The impact on market participants is equally significant. Traders rely on predictable relationships between schedules and flows to manage their positions and optimise their portfolios. When these relationships break down, the risk of imbalance increases. Positions that appear hedged based on commercial schedules may not align with actual physical outcomes, leading to unexpected costs or penalties. This adds a new dimension to trading risk, one that is closely linked to system behaviour rather than purely market dynamics.

The divergence also complicates the functioning of congestion management mechanisms. In integrated markets, congestion is typically managed through price signals and capacity allocation processes that reflect the scarcity of transmission resources. When physical flows diverge from commercial schedules, these mechanisms become less effective. Prices may not accurately signal congestion, and capacity allocation may not reflect actual system constraints. This undermines the efficiency of the market and can lead to distortions in both pricing and investment decisions.

From a regulatory perspective, the challenge is to reconcile the objectives of CBAM with the operational requirements of the electricity system. CBAM is designed to align carbon costs across borders and prevent carbon leakage, but it does not directly account for the physical realities of electricity flows. The divergence observed in Q1 2026 suggests that additional coordination between market design and system operation may be necessary to ensure that policy objectives do not inadvertently compromise system stability.

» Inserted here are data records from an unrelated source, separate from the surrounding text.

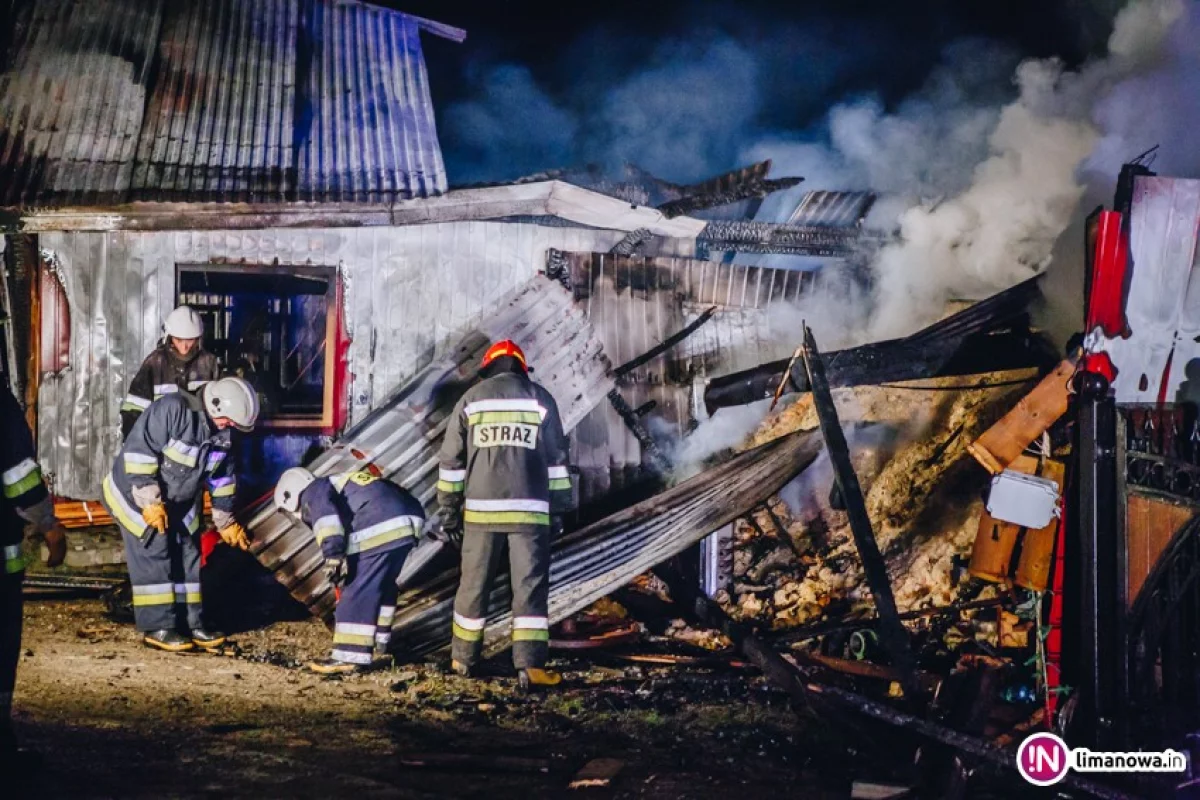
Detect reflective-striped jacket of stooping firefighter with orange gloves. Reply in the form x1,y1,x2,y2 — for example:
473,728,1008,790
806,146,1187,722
102,393,238,539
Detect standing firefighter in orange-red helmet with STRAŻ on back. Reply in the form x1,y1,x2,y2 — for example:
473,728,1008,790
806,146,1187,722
438,339,571,686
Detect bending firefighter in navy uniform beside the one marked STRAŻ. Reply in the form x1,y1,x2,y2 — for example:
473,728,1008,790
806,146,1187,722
275,467,425,674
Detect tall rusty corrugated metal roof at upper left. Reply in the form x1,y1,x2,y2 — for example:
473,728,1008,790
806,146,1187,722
0,0,452,206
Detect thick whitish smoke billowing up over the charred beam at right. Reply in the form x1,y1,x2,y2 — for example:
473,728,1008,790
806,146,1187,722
746,0,1200,341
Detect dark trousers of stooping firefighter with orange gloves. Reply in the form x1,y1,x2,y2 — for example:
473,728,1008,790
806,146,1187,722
121,504,204,633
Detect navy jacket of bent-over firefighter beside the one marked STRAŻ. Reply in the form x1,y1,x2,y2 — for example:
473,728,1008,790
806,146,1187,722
300,470,425,558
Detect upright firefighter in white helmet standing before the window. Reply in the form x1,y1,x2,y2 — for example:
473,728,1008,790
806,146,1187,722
121,306,220,439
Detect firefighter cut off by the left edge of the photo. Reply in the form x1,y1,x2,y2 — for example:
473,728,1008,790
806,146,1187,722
0,387,67,766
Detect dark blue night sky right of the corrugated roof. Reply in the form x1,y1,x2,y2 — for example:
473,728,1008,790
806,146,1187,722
384,0,1121,185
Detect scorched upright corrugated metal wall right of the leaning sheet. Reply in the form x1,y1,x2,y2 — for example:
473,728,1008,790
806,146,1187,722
566,253,818,501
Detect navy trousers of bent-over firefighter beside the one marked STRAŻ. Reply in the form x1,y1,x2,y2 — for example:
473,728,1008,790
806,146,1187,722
332,541,413,664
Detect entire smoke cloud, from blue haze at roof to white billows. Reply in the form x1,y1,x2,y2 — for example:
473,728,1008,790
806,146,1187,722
448,0,1200,347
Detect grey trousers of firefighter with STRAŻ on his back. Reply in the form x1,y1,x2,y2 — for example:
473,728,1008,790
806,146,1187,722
450,531,550,669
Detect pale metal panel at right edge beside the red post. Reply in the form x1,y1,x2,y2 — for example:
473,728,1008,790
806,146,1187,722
1105,176,1200,403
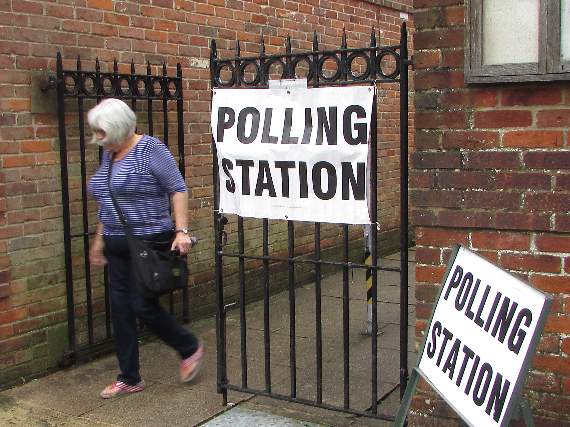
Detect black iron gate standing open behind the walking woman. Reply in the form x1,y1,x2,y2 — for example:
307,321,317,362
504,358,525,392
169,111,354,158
56,53,188,365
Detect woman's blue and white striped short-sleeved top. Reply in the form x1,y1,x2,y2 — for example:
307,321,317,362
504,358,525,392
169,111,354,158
87,135,186,235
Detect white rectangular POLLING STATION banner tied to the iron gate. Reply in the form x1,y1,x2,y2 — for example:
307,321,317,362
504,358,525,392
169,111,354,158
211,86,374,224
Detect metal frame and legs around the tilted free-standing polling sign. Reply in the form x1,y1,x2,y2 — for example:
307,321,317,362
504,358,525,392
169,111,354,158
394,245,552,427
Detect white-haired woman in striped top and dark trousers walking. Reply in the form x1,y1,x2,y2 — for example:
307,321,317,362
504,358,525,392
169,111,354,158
87,98,203,399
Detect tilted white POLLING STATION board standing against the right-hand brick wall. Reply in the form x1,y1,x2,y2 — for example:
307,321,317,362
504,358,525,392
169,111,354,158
418,248,549,427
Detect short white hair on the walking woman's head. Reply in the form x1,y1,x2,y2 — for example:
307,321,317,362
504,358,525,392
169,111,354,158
87,98,137,146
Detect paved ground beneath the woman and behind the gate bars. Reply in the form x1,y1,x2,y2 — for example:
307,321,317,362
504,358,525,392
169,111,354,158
0,251,416,427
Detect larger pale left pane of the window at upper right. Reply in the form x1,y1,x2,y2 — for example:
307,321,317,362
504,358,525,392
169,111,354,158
482,0,540,65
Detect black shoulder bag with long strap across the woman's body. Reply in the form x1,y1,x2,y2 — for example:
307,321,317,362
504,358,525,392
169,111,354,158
107,156,188,298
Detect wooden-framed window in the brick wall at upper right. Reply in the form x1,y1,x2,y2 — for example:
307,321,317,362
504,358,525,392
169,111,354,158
465,0,570,83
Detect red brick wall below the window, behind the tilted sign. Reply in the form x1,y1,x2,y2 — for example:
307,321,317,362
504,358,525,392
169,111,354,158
410,0,570,426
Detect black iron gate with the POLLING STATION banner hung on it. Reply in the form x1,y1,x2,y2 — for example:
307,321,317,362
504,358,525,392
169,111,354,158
210,23,411,420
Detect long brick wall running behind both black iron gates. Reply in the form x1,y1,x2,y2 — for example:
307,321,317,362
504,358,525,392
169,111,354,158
0,0,412,385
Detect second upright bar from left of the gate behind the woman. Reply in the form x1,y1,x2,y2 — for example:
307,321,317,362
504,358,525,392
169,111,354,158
77,58,93,344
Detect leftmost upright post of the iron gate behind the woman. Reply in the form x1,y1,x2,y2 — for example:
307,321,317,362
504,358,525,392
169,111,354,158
57,52,76,352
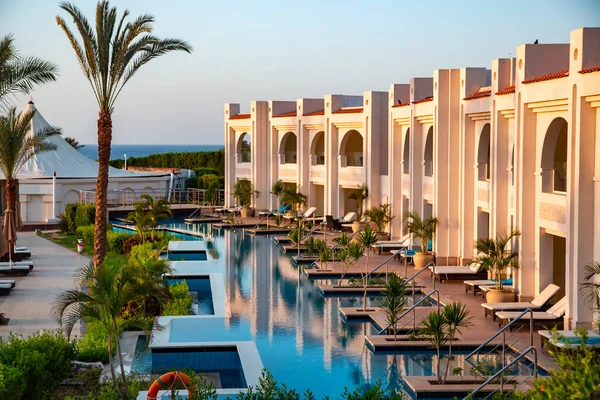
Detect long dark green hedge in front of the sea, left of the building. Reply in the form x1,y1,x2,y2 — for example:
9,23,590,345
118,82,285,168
110,149,225,175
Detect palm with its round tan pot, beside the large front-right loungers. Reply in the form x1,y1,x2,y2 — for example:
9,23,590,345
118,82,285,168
469,230,521,303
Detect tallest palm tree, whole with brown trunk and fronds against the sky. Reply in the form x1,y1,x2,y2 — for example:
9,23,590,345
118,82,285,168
56,1,192,267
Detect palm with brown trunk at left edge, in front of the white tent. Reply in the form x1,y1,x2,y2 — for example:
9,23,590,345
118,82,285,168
0,108,60,252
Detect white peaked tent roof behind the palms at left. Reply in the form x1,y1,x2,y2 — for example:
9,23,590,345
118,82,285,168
0,101,167,179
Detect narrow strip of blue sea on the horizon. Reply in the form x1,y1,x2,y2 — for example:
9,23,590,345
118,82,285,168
79,144,224,160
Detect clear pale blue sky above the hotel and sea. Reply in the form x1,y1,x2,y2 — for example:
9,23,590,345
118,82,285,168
0,0,600,144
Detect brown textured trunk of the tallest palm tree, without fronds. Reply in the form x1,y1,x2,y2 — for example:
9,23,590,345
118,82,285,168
94,111,112,268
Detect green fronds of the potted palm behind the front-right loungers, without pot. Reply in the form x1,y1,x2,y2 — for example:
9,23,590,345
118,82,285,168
469,230,521,290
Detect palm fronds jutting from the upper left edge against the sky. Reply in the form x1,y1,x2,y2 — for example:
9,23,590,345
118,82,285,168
0,35,58,110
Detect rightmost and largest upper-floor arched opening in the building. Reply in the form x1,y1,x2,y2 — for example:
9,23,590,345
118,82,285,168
541,117,568,193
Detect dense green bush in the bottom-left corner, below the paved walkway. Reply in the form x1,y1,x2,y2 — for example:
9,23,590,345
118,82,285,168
0,331,75,400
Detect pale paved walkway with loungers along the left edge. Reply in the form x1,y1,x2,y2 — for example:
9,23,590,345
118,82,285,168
0,232,90,338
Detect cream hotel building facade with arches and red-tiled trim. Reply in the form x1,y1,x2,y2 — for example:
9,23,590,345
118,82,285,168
224,28,600,327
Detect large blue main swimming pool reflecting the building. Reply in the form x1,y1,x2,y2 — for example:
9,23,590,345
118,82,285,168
138,230,540,399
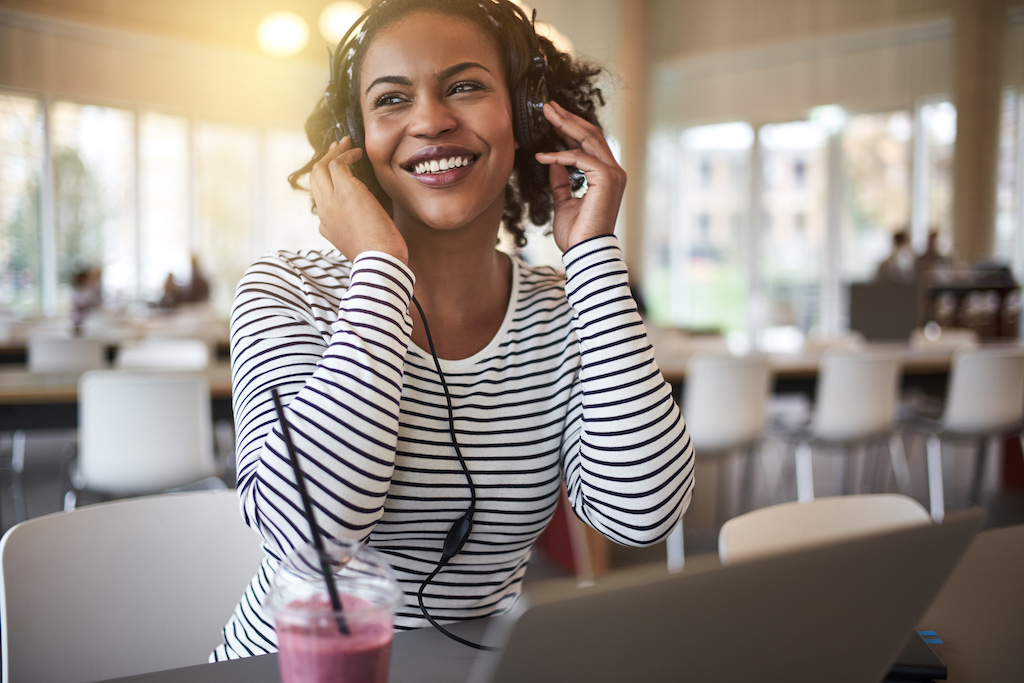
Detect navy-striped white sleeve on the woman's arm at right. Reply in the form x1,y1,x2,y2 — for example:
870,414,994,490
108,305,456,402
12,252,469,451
562,236,693,546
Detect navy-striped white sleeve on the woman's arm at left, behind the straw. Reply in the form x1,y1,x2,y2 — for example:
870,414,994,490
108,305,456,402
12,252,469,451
231,252,414,558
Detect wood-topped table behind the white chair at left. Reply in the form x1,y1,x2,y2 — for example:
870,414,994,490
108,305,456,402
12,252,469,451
0,361,231,432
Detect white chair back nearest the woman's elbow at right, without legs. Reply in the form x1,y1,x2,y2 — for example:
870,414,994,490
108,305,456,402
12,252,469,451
683,353,771,454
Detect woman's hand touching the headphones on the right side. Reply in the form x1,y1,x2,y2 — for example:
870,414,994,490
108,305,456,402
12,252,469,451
537,102,626,252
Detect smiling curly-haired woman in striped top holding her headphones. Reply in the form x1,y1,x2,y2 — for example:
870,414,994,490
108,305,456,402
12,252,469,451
214,0,693,658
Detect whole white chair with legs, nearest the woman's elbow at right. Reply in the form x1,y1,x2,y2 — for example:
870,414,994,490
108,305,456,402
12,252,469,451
666,352,771,569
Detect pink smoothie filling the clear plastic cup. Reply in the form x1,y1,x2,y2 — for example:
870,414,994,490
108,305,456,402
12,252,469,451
275,595,393,683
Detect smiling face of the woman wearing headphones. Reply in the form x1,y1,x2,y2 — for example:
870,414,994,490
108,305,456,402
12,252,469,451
359,11,515,235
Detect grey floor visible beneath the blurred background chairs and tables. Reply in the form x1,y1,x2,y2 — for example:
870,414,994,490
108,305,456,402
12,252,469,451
0,431,1024,578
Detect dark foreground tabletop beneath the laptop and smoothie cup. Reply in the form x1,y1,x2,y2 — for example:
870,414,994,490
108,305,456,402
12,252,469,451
96,524,1024,683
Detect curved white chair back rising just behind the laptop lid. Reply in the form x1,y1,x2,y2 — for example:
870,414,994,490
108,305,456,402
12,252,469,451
718,494,931,563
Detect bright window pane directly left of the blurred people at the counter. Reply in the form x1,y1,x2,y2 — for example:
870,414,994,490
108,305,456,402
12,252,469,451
842,111,912,281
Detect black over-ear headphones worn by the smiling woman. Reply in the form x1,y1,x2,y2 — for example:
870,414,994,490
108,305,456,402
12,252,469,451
321,0,553,155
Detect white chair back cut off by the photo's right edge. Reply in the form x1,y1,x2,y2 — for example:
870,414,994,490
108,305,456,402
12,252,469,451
942,347,1024,433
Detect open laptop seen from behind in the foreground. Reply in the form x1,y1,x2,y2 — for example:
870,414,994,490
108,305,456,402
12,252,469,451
470,509,983,683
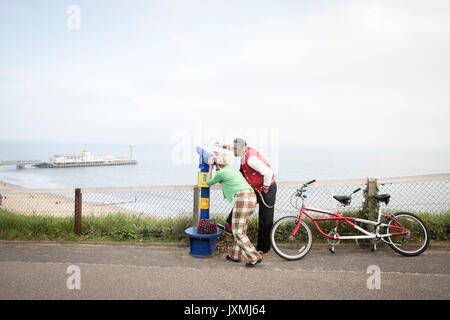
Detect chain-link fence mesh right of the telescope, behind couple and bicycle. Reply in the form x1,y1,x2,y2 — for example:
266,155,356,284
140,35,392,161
211,174,450,219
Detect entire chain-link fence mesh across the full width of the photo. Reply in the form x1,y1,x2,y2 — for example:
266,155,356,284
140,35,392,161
0,174,450,239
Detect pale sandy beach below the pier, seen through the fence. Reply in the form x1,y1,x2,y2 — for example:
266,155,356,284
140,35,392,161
0,181,136,217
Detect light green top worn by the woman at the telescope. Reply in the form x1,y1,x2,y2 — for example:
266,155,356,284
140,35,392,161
206,165,253,202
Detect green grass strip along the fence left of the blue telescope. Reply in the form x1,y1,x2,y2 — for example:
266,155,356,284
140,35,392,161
0,209,192,242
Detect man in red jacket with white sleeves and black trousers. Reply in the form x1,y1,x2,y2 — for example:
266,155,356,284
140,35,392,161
216,138,277,254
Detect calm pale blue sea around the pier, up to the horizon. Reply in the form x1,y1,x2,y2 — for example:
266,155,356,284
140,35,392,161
0,141,450,188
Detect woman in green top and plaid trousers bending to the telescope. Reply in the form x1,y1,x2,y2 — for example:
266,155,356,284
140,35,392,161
206,151,262,267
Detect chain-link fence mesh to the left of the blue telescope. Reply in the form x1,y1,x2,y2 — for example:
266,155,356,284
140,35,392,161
0,186,193,218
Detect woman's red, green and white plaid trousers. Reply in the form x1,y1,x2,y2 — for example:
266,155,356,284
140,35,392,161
230,190,261,263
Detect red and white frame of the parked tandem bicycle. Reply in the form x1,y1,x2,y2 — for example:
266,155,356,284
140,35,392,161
291,203,409,240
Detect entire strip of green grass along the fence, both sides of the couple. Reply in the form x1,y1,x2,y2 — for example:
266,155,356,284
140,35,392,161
0,209,450,246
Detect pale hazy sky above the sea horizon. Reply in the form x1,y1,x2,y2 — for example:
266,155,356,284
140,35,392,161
0,0,450,150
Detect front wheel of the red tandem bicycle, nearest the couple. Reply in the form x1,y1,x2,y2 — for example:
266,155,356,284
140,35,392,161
270,216,312,260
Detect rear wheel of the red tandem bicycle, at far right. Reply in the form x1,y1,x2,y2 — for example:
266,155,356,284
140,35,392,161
386,212,430,256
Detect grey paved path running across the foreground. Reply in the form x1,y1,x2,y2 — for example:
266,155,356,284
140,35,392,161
0,242,450,300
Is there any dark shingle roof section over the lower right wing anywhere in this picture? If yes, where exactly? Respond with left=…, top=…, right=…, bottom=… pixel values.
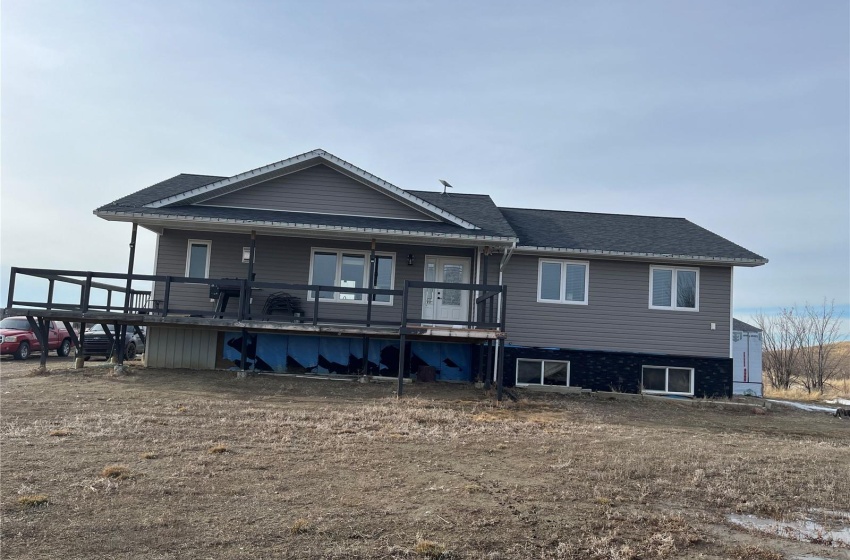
left=500, top=208, right=764, bottom=260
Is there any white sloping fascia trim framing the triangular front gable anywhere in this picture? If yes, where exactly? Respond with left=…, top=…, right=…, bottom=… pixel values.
left=145, top=150, right=481, bottom=229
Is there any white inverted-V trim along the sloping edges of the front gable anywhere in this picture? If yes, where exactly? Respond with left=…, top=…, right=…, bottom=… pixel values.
left=145, top=150, right=479, bottom=229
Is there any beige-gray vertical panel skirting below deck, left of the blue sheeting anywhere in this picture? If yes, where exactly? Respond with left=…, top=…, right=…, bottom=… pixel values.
left=144, top=326, right=218, bottom=369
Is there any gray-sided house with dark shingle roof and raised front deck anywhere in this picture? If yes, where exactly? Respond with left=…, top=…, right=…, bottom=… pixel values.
left=7, top=150, right=767, bottom=396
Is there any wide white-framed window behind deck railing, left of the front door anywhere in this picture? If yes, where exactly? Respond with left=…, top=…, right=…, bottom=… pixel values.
left=308, top=248, right=395, bottom=305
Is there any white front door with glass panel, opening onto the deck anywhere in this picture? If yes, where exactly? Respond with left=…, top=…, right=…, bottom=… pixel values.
left=422, top=257, right=471, bottom=322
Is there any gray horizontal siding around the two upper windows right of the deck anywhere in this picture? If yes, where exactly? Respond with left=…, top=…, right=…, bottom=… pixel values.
left=500, top=255, right=731, bottom=358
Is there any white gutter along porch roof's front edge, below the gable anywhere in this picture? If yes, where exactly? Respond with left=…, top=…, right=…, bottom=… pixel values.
left=94, top=209, right=516, bottom=244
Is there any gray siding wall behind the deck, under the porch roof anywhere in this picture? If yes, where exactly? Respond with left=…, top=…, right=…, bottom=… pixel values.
left=154, top=230, right=473, bottom=322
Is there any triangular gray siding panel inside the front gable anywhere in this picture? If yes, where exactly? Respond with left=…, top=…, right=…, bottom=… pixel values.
left=202, top=165, right=433, bottom=220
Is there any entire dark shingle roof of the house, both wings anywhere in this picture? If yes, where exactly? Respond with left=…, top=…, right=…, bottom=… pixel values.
left=98, top=166, right=766, bottom=262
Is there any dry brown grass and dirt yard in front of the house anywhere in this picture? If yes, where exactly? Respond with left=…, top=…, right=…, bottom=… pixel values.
left=0, top=361, right=850, bottom=559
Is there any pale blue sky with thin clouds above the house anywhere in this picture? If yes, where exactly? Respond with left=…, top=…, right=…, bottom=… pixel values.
left=0, top=0, right=850, bottom=330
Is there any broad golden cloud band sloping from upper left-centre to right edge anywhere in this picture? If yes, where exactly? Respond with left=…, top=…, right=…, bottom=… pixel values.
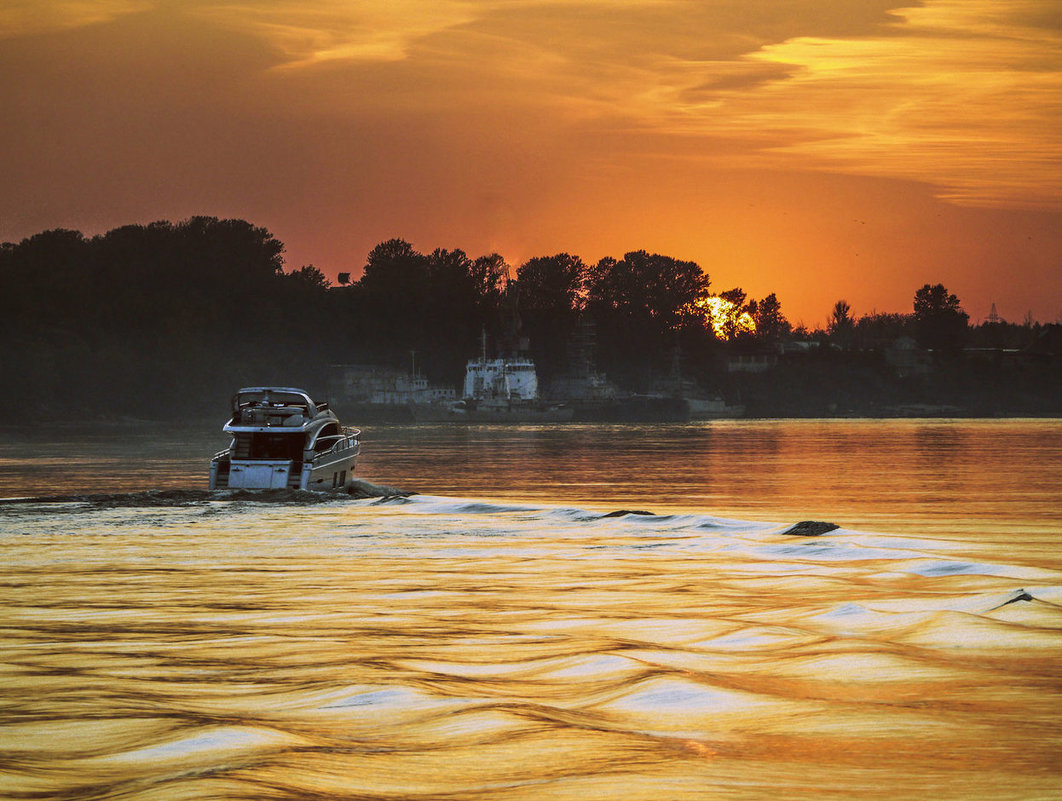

One potential avenue for addressing this issue is the enhancement of cross-border coordination among TSOs. Improved data sharing, joint capacity calculation, and coordinated congestion management could help mitigate the impact of unscheduled flows. At the same time, greater clarity in the implementation of CBAM—particularly regarding the treatment of transit flows—could reduce the incentive for traders to alter schedules in ways that exacerbate divergence.

Another consideration is the potential evolution of market design to better integrate physical and commercial realities. This could include mechanisms that more accurately reflect the impact of unscheduled flows in pricing and settlement processes, or the development of tools that allow market participants to manage the risks associated with divergence more effectively. Such changes would require careful design to avoid introducing additional complexity or unintended consequences.

Looking ahead, the persistence of divergence between commercial schedules and physical flows will depend on how both market participants and policymakers respond to the new environment created by CBAM. If current patterns continue, the region may face increasing operational challenges, higher system costs, and a gradual erosion of market efficiency. Conversely, proactive measures to align policy, market design, and system operation could mitigate these risks and support a more stable transition to a carbon-adjusted trading framework.

What is clear from Q1 2026 is that the integration of carbon pricing into cross-border electricity trade has implications that extend beyond economics into the physical operation of the grid. The divergence between what is traded and what flows is a manifestation of this broader transformation—a signal that the system is adapting to new constraints but has not yet reached a new equilibrium. Managing this transition will be critical to ensuring that Southeast Europe’s electricity markets remain both efficient and secure in the evolving energy landscape.